ANA 50 year/Life Member (now "Emeritus")
Pareidolia is not your eyes playing tricks on you. Pareidolia is a natural occurrence where you brain tries to interpret images in terms of familiar objects. You, sir, are the poster child for pareidolia as well as the Queen of De Nial.
So if you're not susceptible to pareidolia, you're not normal?
Probably. LOL. Some people are probably more subject to it than others. But it's really evolutionary. Your brain needs to instantaneously process images (LION! RUN!) If your brain spends a lot of time trying to decide unicorn or lion, you get eaten. If your brain has never seen a lion, it is going to interpret the image as a giant cat or something familiar - and you may get eaten.
Despite the OP's sensitivity to the term, it is not an eye disease or even a brain disease. It can reach extremes (such as the OP) but most people who quickly see Jesus in a waffle recognize that it is not a Jesus waffle when they stop and think about it. Where it appears to be a bit of a pathology is when someone stares at the image carefully (after posting it on the internet) and becomes convinced that it is indeed a Jesus waffle.
You mean it's not Jesus? Say it ain't so!

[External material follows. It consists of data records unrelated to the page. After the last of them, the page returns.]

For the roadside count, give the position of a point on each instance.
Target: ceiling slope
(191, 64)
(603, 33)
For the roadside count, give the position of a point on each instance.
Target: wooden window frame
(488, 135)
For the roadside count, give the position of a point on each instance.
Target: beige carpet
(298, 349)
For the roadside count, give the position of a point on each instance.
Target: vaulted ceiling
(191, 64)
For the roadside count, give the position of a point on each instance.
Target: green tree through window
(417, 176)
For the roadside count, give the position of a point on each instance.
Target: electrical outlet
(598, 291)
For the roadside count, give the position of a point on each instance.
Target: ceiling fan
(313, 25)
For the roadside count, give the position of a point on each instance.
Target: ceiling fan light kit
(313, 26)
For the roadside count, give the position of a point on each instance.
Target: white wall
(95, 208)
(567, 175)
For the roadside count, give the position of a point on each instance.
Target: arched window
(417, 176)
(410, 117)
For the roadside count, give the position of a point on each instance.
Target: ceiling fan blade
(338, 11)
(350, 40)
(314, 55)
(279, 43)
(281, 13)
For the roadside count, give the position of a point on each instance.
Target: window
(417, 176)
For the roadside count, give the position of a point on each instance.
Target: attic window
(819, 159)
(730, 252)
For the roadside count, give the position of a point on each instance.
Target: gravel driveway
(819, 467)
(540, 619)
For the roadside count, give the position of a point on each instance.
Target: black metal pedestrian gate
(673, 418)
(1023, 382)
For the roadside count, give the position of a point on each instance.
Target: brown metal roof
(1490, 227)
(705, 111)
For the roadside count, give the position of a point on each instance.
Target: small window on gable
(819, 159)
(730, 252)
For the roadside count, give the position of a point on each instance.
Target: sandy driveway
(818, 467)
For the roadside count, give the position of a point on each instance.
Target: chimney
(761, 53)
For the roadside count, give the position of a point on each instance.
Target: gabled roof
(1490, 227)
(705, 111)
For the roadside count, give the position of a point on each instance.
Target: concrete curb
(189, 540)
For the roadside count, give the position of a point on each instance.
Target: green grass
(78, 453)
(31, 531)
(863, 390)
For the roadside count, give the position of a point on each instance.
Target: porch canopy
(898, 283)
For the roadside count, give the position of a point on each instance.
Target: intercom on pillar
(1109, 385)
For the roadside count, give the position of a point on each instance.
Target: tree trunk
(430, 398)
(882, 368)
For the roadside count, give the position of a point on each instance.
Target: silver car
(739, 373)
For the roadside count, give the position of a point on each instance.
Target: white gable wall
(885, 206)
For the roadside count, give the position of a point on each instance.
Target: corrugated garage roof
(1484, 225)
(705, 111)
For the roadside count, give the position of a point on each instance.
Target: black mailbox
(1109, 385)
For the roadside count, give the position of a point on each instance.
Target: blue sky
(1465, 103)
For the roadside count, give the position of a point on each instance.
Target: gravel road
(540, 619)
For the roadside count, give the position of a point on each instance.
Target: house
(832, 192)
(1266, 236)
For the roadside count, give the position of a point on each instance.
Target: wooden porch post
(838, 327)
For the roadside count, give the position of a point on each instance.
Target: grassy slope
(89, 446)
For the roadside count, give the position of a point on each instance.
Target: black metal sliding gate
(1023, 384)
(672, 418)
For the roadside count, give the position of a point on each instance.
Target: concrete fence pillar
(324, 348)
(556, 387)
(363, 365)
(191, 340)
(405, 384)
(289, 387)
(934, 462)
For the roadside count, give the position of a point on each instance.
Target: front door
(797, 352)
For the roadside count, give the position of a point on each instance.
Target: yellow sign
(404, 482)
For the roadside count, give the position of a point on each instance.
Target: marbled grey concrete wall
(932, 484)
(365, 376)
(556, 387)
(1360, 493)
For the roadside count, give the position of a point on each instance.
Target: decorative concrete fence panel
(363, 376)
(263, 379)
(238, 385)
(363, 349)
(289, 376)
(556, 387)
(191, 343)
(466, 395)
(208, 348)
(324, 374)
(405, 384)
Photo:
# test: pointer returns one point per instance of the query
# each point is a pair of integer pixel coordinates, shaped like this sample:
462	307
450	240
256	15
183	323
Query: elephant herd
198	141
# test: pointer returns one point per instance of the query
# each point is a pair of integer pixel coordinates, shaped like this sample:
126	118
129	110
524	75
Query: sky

Well, sometimes a Jesus waffle is just a waffle...and sometimes a Jesus waffle is a Jesus waffle.
-unknown Freud quote
P.S. Face pareidolia is apparently almost universal with even autistic patients who have facial recognition issues demonstrating it.
form healthjade.com
Is pareidolia a mental illness?
It depends. Pareidolia is a phenomenon of recognizing patterns, shapes and familiar objects — often faces — where they do not actually exist 3). Faces convey primal information for your social life. This information is so primal that people sometimes find faces in non-face objects. Pareidolia is recognized in healthy humans as young as eight to 10 months of age 4). Pareidolia has also been reported to be a phenomenon analogous to visual hallucinations in patients with dementia with Lewy bodies and in Parkinson’s disease without dementia 5). Face pareidolia seems to be a universal phenomenon, and it has been observed even in autistic individuals who may show a deficit in face processing 6). Akechi et al. 7) recorded the N170 event-related potential in age-matched autism spectrum disorder (ASD) and control adolescents during the perception of objects and faces-in-objects. The results showed that both the autism spectrum disorder (ASD) adolescents and the healthy developing adolescents showed highly similar face-likeness ratings. Both groups also showed enhanced face-sensitive N170 amplitudes to face-like objects vs. objects. The authors concluded that both autism spectrum disorder (ASD) adolescents and the healthy developing adolescents individuals exhibit perceptual and neural sensitivity to face-like features in objects 8).
Compared with other types of illusion, pareidolia is unique in how the illusion often becomes more intense with increased attention to it. Similar neural processes trigger pareidolic illusions and visual hallucinations, which has led to speculation that pareidolia represents a susceptibility to visual hallucinations 9).